Latin American antitrust developments in no-poach enforcement, and how to identify anti-competitive practices.
No-poach antitrust risks and best practices in employment and compensation.
Labor restrictive covenants standard practices in M&A transactions and practical guidance.
This event is a must attend for lead HR professionals, antitrust, compliance and legal general counsels and top management of companies with operations in Latin American jurisdictions.
Jeff Martino brings an in-depth understanding of a wide variety of white collar and fraud related matters to his antitrust litigation and investigations practice. Jeff is co-lead of the Firm's Global Cartel Task Force and represents multinational corporations and their boards and executives in high-stakes criminal and civil investigations by the US Department of Justice (DOJ) and other federal and state agencies
Prior to joining Baker McKenzie, Jeff spent nearly two decades at the DOJ and his last 7 years as a senior leader in two different DOJ components. He has extensive experience as “first chair” on trials and investigations in the most complex areas of criminal antitrust. Jeff's work at the DOJ included providing technical assistance to competition agencies in Asia, Africa, the Americas and Europe and overseeing matters that included international corruption and antitrust cartel offenses that entangled the largest global banks and their key executives.
Tatiana Garces Carvajal is a lawyer and a specialist in Labor Law, graduated from Pontificia Universidad Javeriana, with post-graduate studies in Commercial Law from Universidad de los Andes.
She has over 30 years of experience advising major clients on matters related to individual and collective Labor Law. For three years, she worked at Alcalis de Colombia, occupying the positions of Director in charge of the HR Department, head of the Legal Division of the Betania Plant, and as a Lawyer in the Legal Department. Previously, she worked as Head of the Personnel Department at AGA Ltda., and as a paralegal at the law firm Esguerra, Gamba, Barrera y Arriaga Asociados.
In addition to her experience as professor, lecturer, author of several publications and arbitrator in labor collective disputes, she served as technical adviser to the employers’ delegate for Colombia at the 98th Session of the International Labor Organization in Geneva (2015). She also participated at the 93rd Conference (2009). Currently, Tatiana is a member of the Javeriana University Law School Council representing graduates from Universidad Javeriana.
She joined Baker McKenzie Bogotá office in 1992 as an Associate in the Labor Law department and was appointed partner on July 1st, 2000. In 2017 she was appointed as Managing Partner for Baker McKenzie Bogotá office, which made her the first woman in Colombia to hold this position in a law firm.

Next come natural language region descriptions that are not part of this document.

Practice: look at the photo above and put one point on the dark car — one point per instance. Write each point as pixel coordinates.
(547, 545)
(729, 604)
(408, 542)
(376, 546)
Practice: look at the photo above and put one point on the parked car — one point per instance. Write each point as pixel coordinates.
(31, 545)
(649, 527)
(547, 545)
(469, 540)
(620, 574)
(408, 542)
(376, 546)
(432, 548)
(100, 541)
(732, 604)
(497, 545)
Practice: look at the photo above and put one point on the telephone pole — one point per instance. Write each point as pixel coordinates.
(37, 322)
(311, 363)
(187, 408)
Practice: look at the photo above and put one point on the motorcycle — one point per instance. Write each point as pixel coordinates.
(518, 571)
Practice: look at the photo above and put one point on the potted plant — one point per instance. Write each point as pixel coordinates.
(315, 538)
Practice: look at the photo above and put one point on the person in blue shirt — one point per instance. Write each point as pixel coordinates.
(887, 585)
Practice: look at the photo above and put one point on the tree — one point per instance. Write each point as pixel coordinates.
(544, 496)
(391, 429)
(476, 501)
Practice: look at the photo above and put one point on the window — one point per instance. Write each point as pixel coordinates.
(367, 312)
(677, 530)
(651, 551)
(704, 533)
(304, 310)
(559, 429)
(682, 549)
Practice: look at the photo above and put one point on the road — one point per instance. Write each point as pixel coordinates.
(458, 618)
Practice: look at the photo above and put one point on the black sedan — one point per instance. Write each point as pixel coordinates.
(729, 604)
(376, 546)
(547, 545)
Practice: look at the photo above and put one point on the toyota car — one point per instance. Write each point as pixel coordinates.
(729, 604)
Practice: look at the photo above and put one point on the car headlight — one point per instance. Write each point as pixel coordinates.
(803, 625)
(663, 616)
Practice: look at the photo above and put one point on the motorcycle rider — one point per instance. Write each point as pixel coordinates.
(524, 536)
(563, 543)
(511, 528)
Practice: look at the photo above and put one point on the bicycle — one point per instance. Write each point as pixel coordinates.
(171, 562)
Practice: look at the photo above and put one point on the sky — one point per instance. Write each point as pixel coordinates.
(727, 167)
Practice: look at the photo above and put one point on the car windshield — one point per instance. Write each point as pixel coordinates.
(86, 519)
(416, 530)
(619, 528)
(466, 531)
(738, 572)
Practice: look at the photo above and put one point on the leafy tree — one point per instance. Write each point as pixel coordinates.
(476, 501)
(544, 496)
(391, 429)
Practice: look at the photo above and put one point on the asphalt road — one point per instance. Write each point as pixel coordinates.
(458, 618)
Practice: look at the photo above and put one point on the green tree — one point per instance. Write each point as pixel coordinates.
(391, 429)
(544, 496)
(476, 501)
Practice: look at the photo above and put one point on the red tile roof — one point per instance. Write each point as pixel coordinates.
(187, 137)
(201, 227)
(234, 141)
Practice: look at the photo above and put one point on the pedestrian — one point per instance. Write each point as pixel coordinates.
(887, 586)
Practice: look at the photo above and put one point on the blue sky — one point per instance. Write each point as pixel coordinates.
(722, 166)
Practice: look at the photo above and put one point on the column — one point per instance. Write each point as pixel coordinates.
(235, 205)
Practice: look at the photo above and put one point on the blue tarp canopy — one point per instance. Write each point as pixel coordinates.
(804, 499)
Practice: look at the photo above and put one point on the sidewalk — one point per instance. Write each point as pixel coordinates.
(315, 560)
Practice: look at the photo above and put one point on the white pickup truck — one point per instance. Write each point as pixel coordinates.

In addition to this position, she led the Employment and Compensation group in Latin America, until June of 2021.
In the exercise of these functions, Tatiana was part of the Steering Committee of the Global Employment and Compensation Group, as well as of the Global Policy Committee of Baker McKenzie. Currently, she is part of the Employment and Compensation Steering Committee for Latin America, leads the Bogotá Employment & Compensation practice and as a member at large is part of the Global Employment & Compensation Steering Committee of Baker McKenzie.
Raymundo Enriquez is currently the managing partner of the Mexico offices and the lead partner of Baker McKenzie's Antitrust Practice Group in Mexico City. He was a member of the Firm’s Executive Committee and a previous chairman of the Latin America Regional Council where he also served as the Latin America chair of the Global Diversity and Regional Pro Bono Committees. Mr. Enriquez is recognized as a leading lawyer for competition / antitrust and for business by Chambers Latin America. He served as a board member for several Mexico companies. In addition, he was a visiting lecturer at the Mexican Bar Association and a part-time tax and foreign trade law professor at Universidad Iberoamericana, where he obtained his JD from the university’s School of Law.